As children, we built things out of LEGO bricks to show our creativity and express our imagination. LEGO bricks are different sizes and colors, but they are all able to connect to another. Considered alone, they are relatively simple, but together, they contribute to something larger and much more impressive—a manifestation of an idea that is now tangible. And they can be rearranged into a new creation with a different appearance or purpose. The individual LEGO bricks do not change, but the concept does.

Take the average organizational flowchart and consider how it might look assembled from LEGO bricks. Suppose each LEGO brick represents a distinct team or function within the organization. The amount of direct contact that team or function has with other parts of the organization necessitates the relative size of the brick (so that other bricks can connect to it). Hopefully, the smaller bricks are near the foundation, and the larger bricks are near the top. In this analogy, if more than a few bricks are very small or very large, this may represent an impediment to internal communication and control.

Bricks that are the same color should represent teams and functions with similar roles. For example, all research and development teams and functions may be yellow (the color of the idealistic light bulb), regardless of whether the purpose of the team is product design or testing. Sales teams may be green (the color of money). And so forth. Update your mental image of this LEGO brick concoction. What does it look like?

It probably has large columns of single colors, or potentially pyramids of like colors. In the worst-case scenario, the bricks of one color are not connected to bricks of another color. There may be one large brick at the top holding all of the columns or pyramids together, like a rigid octopus. Ask yourself, is this an efficient organization? Is it stable? The answer to both questions is a resounding “no”.

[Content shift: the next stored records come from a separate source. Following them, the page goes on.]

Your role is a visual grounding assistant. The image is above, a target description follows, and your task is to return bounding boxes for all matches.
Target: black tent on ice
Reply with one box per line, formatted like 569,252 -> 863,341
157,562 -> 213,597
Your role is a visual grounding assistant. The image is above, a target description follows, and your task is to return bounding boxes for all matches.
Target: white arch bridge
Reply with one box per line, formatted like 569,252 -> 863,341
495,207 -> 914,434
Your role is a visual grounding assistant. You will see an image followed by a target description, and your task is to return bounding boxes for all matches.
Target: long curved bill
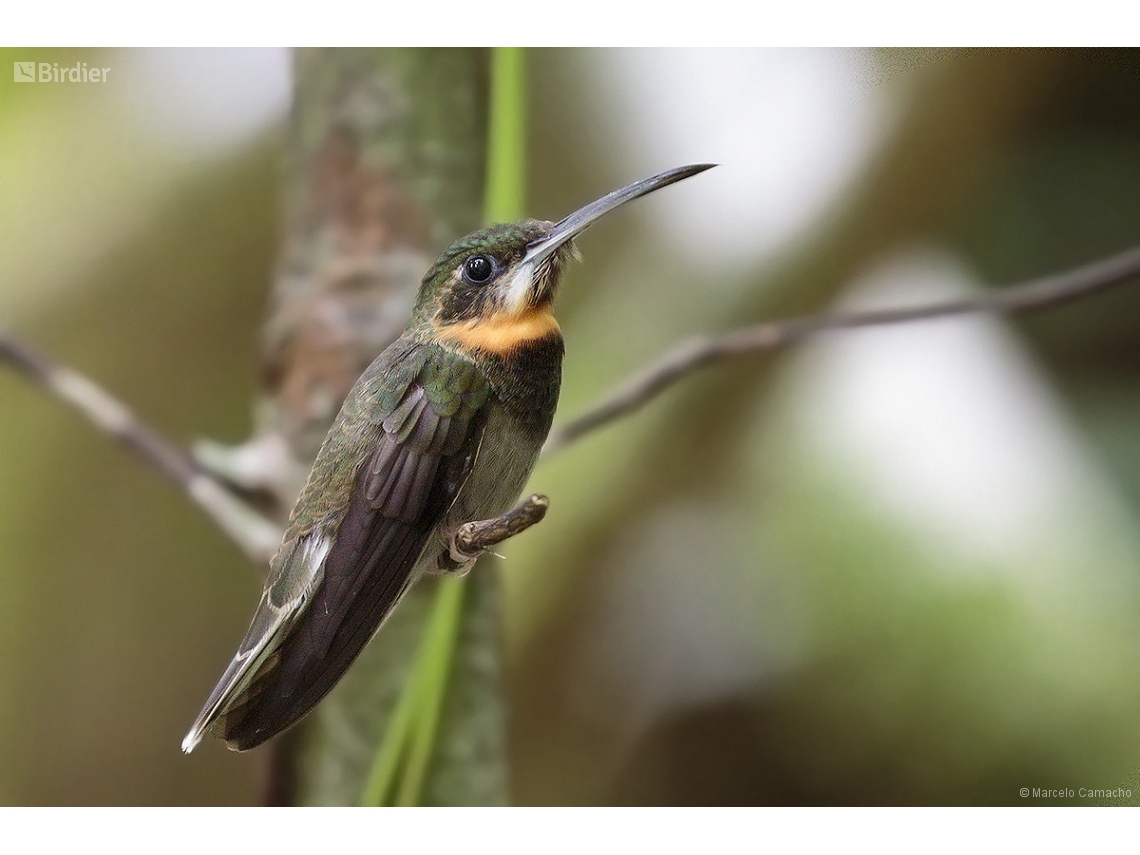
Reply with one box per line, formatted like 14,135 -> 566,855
522,163 -> 716,266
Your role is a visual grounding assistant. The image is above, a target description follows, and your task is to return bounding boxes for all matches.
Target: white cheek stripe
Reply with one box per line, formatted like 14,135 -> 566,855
504,261 -> 535,314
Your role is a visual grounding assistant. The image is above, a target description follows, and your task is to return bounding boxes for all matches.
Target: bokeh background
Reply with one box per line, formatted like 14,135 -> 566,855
0,49 -> 1140,805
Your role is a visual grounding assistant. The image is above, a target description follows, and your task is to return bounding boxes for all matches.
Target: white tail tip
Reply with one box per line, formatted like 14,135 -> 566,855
182,727 -> 202,754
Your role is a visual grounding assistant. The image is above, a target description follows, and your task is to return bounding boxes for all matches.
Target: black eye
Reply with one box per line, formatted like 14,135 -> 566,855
463,255 -> 495,284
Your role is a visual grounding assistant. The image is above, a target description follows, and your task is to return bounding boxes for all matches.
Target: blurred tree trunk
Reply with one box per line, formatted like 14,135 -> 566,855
242,49 -> 505,805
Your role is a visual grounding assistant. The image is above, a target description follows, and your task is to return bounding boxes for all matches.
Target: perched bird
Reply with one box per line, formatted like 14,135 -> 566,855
182,164 -> 713,752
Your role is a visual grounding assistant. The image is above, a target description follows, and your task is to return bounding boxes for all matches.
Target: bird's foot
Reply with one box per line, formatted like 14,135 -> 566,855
435,494 -> 551,576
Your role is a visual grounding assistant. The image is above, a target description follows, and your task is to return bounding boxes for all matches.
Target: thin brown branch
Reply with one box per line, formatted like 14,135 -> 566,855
8,247 -> 1140,563
446,492 -> 551,565
0,332 -> 280,564
543,242 -> 1140,455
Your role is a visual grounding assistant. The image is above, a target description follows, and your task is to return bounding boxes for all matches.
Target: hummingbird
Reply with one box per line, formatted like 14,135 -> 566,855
182,163 -> 715,754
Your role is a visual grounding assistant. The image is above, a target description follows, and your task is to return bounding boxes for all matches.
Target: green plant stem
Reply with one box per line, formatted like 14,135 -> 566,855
360,48 -> 527,806
394,578 -> 466,807
483,48 -> 527,223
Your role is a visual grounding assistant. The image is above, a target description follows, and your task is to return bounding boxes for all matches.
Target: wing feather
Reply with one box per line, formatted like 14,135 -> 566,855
187,346 -> 488,750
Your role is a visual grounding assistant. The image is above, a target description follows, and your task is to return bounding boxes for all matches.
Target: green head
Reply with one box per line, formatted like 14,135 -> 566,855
413,163 -> 714,350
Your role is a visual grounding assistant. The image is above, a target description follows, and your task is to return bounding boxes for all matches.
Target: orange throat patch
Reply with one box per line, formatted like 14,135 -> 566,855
439,309 -> 562,355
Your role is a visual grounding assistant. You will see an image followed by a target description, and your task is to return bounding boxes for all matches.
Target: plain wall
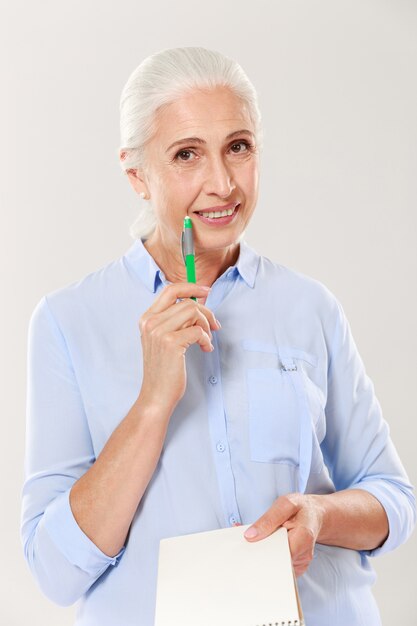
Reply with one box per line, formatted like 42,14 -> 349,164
0,0 -> 417,626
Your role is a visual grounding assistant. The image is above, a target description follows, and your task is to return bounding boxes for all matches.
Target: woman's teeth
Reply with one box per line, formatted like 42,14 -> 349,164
197,207 -> 236,219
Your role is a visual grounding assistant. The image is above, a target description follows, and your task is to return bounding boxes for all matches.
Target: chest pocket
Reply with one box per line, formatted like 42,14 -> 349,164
242,340 -> 325,492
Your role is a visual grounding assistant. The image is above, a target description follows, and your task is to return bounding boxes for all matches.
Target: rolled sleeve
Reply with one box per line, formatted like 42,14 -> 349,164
21,297 -> 124,606
42,490 -> 125,577
322,299 -> 416,556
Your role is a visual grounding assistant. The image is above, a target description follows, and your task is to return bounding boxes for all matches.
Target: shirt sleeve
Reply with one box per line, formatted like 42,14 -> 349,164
322,300 -> 416,556
21,296 -> 125,606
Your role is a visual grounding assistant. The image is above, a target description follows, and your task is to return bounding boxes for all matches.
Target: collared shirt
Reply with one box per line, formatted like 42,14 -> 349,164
21,235 -> 415,626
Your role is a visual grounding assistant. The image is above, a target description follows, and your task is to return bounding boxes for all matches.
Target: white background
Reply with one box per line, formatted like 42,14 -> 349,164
0,0 -> 417,626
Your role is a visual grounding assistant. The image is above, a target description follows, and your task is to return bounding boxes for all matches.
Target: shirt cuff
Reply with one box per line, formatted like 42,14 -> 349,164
42,489 -> 126,576
351,480 -> 410,557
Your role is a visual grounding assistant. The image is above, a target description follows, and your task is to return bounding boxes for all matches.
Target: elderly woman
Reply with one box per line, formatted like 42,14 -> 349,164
22,48 -> 415,626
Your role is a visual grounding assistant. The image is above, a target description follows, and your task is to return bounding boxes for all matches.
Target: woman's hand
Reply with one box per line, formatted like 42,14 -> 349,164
245,493 -> 323,576
139,283 -> 220,415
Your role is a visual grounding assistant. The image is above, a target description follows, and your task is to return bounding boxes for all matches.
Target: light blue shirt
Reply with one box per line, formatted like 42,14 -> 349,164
21,240 -> 415,626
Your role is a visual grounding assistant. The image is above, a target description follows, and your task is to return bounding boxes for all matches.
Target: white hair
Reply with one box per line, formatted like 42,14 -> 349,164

Suppose we try to keep the essence of the LEGO-defined organizational structure that is envisioned above, but reimagine it so that it is very stable. There are no gaps between bricks, and there are no columns. Adjacent bricks are connected to one another with bricks above and below. Some parts of the structure have adjoining bricks that are all the same color. But bricks of one color are now interconnected with bricks of other colors.

The lesson from this mental exercise is that we should see organizational structures, in a general sense at least, as fluid, and adapting to market conditions, new demands, and new challenges. Granted, some structure is necessary, and a chaotic structure of multi-colored LEGO bricks haphazardly assembled is no better than one that is heavily columnar. But the lesson is that an introspective organization can find the optimal benefit for different people, and different groups of people, in roles than other they exist in the present state, depending on the project.

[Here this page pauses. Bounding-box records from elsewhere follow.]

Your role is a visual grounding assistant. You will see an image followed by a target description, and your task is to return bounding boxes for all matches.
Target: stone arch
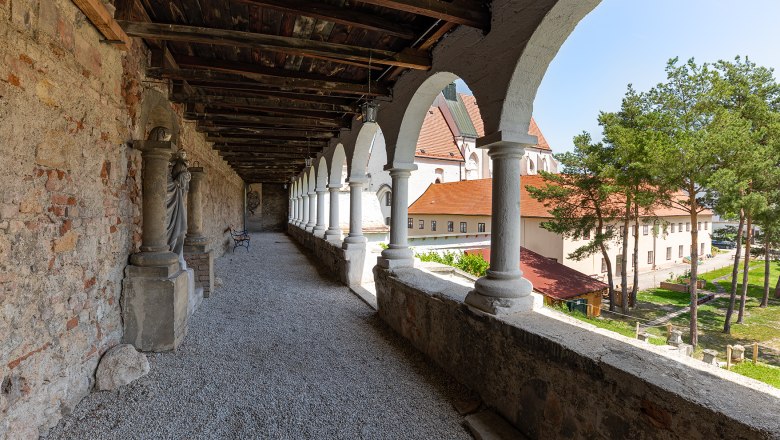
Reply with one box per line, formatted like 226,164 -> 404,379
316,156 -> 328,191
133,89 -> 181,144
328,143 -> 347,186
388,72 -> 459,167
305,167 -> 317,193
496,0 -> 601,142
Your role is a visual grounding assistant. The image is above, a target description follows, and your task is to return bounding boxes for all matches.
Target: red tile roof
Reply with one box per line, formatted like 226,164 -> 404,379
460,93 -> 552,151
409,174 -> 712,218
415,107 -> 464,162
466,247 -> 609,299
409,175 -> 552,218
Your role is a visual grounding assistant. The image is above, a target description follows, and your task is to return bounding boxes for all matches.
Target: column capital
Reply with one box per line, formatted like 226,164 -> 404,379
383,163 -> 418,176
477,131 -> 539,149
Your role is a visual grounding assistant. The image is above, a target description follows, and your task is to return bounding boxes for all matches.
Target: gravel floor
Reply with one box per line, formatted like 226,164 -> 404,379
48,233 -> 471,439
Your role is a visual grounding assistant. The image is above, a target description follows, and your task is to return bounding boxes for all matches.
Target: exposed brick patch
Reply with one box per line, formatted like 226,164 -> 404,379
8,342 -> 51,370
65,316 -> 79,330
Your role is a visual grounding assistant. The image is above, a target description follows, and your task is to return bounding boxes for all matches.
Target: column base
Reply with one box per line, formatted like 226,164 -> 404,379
121,265 -> 197,352
376,248 -> 414,269
130,251 -> 179,267
465,290 -> 544,316
341,235 -> 368,250
184,235 -> 209,246
325,229 -> 341,241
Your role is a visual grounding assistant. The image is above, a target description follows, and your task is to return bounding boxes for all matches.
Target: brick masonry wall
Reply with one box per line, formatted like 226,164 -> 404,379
0,0 -> 243,439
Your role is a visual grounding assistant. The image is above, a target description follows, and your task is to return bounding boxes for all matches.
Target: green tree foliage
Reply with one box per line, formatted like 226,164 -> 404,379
526,133 -> 619,311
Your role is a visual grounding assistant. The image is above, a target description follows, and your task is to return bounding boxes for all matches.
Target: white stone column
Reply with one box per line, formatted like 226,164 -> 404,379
298,193 -> 310,229
377,165 -> 417,269
325,185 -> 341,240
466,141 -> 534,315
306,190 -> 317,232
313,188 -> 328,237
342,177 -> 366,249
130,141 -> 179,266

The lesson for R2O is that we should not assume roles are static. While the transition gradient between research and operations will always remain, the different teams that envision new R2O projects, transfer the technology, conduct the training, and apply it in operations may find innovations in different alignments. Encourage interaction between all of these teams as a way to fuel the cycle and stay agile. This is particularly important when the teams are geographically dispersed, which is often a greater cause of duplicated effort and limited coordination in R2O efforts and beyond.